The chaos of the past 18 months has deflected pressure from building on the three card-carrying members of the president's centralised Justice and Solidarity Party (JSP). Since May 2023, Villa Somalia has steadily corroded the National Consultative Council (NCC), rendering the body intended for negotiating federalism into a mechanism for term extensions and patronage. It is no coincidence that all three presidents still remaining within Villa Somalia's camps are those without substantial independent revenues. In turn, Hassan Sheikh has alternately fended off or amplified pressure to hold internal challenges for Laftagareen, Guudlawe, and QoorQoor at various moments. 

In Galmudug, for instance, the president has maintained several other candidates in play, including the returned spy chief Mahad Salad and arms dealer Liban 'Shuluq' to maintain a degree of coercion over QoorQoor, ensuring his continued public support despite private doubts.
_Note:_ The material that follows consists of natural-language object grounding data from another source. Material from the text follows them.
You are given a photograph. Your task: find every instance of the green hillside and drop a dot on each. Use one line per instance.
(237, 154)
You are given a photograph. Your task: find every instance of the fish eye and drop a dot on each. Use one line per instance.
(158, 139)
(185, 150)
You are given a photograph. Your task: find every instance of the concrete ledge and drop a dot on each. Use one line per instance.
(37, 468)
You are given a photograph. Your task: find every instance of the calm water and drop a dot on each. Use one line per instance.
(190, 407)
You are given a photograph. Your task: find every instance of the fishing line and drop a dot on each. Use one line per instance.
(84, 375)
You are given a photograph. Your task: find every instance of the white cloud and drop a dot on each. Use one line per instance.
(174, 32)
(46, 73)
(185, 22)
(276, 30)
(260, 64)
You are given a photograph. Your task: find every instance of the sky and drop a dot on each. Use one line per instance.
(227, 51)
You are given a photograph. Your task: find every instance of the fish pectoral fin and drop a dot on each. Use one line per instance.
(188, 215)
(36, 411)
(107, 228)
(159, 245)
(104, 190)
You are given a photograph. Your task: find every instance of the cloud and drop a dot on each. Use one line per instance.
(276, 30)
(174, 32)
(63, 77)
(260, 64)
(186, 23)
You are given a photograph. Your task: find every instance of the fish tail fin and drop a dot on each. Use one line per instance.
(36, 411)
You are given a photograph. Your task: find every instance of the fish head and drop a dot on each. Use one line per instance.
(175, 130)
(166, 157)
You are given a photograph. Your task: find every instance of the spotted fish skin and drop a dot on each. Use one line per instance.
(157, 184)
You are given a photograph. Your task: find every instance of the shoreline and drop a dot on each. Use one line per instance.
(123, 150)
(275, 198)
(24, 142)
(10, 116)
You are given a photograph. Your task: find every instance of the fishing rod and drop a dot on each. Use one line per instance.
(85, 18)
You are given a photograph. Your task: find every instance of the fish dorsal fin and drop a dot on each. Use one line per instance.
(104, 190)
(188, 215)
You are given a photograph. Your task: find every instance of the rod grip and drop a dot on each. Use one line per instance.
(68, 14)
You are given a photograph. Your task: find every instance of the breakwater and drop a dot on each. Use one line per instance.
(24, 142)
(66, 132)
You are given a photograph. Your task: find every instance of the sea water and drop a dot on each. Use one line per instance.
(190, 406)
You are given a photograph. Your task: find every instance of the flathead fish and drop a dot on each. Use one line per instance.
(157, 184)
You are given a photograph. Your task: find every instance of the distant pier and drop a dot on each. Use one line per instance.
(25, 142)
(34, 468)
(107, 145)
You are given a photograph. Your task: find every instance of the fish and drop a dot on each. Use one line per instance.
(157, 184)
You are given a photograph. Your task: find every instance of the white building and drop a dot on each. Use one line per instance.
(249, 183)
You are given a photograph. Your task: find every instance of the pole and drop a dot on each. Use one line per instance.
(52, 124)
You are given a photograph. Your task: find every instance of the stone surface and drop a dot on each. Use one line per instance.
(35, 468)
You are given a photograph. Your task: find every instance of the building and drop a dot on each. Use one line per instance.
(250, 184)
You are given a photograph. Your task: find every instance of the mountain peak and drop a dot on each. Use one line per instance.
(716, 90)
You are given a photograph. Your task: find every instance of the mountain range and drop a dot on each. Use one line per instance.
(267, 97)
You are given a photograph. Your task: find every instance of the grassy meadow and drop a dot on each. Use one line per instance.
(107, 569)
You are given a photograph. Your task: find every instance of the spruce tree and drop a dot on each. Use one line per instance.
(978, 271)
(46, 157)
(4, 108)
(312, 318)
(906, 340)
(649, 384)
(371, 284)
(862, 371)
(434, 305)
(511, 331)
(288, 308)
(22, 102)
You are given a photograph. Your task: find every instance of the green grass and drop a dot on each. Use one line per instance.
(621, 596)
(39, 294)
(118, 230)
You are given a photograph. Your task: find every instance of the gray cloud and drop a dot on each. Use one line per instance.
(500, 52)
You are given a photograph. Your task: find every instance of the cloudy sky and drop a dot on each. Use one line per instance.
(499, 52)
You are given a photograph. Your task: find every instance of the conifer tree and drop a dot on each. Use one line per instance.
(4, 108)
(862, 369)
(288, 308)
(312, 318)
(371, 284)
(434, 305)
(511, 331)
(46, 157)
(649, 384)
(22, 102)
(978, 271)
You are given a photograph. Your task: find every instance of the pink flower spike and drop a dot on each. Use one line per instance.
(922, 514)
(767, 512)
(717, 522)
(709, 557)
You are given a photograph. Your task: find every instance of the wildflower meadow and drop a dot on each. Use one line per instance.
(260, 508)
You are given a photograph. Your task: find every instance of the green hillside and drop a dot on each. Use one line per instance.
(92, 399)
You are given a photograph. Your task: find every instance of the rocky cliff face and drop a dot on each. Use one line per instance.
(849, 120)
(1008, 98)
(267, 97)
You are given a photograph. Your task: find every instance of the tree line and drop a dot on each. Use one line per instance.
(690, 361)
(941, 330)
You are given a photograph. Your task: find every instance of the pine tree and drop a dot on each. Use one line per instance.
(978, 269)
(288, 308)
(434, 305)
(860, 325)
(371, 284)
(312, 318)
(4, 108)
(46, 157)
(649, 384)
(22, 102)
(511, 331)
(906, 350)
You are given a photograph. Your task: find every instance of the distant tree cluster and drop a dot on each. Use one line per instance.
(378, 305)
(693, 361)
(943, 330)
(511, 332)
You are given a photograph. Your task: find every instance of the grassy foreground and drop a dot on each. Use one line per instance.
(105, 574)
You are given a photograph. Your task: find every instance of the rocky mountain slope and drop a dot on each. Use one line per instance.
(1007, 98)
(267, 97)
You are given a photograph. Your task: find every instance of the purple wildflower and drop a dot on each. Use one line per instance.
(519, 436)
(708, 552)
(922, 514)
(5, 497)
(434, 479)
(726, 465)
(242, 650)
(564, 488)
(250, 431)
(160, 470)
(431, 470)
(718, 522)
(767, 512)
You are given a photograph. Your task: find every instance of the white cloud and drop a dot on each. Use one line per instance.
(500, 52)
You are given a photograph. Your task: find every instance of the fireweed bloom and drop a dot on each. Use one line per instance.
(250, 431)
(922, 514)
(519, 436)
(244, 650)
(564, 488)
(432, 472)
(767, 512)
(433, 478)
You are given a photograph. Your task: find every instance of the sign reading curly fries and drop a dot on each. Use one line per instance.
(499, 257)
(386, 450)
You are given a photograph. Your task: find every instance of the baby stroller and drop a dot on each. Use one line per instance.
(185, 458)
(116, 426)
And such machinations have been particularly evident in South West-- with Laftagareen prominent as the only non-Hawiye FMS president within the NCC. At several points, Villa Somalia has threatened to host parallel elections in Baraawe to keep the Rahanweyne politician in check, all while entertaining a host of possible contenders for the presidency, including the former regional leader, Sharif Hassan, who reconciled with Villa Somalia just last month.

Meanwhile, Hassan Sheikh's stubborn refusal to allow his allies to hold elections directly contradicts his turgid bombast about ushering in a new phase of democracy in Somalia. The rationale has been that Villa Somalia intends to deliver direct elections in Galmudug, Hirshabelle, and South West, while Jubaland's presidential election last year was rendered null and void due to its indirect nature. But on the flipside, there have been several indirect polls in government-aligned areas in recent months, not least the election of Abdikhadir Aw-Ali Firdhiye as president of the new NES in late August, a process overseen by the Interior Ministry and heavily marred by allegations of corruption. Further, several MPs have continued to be elected through the traditional route, and with the establishment of the 'new Jubaland' administration in Gedo progressing, it remains improbable that the new state's president will be elected by a direct vote. 

With the country and international community distracted by the constitutional and electoral crisis kicked up by Villa Somalia at the national level, any pressure to hold FMS presidential elections has evaporated. But it is quite extraordinary to examine the stasis of Somalia's leaders since 2022, with only Jubaland and Puntland's leaders having renewed their mandates within this period. But even while elections in South West, Galmudug, and Hirshabelle are long overdue, time is now fast running out before next year's elections-- and it is widely anticipated that Mogadishu will cite the need for FMS leadership polls as a stalling tactic to extend Hassan Sheikh's own term of office. In the meantime, however, Deni's announcement of his candidacy should draw further scrutiny to the illegitimacy of the presidents in Galmudug, Hirshabelle, and South West, as well as the bifurcated constitutional predicament Somalia has veered into.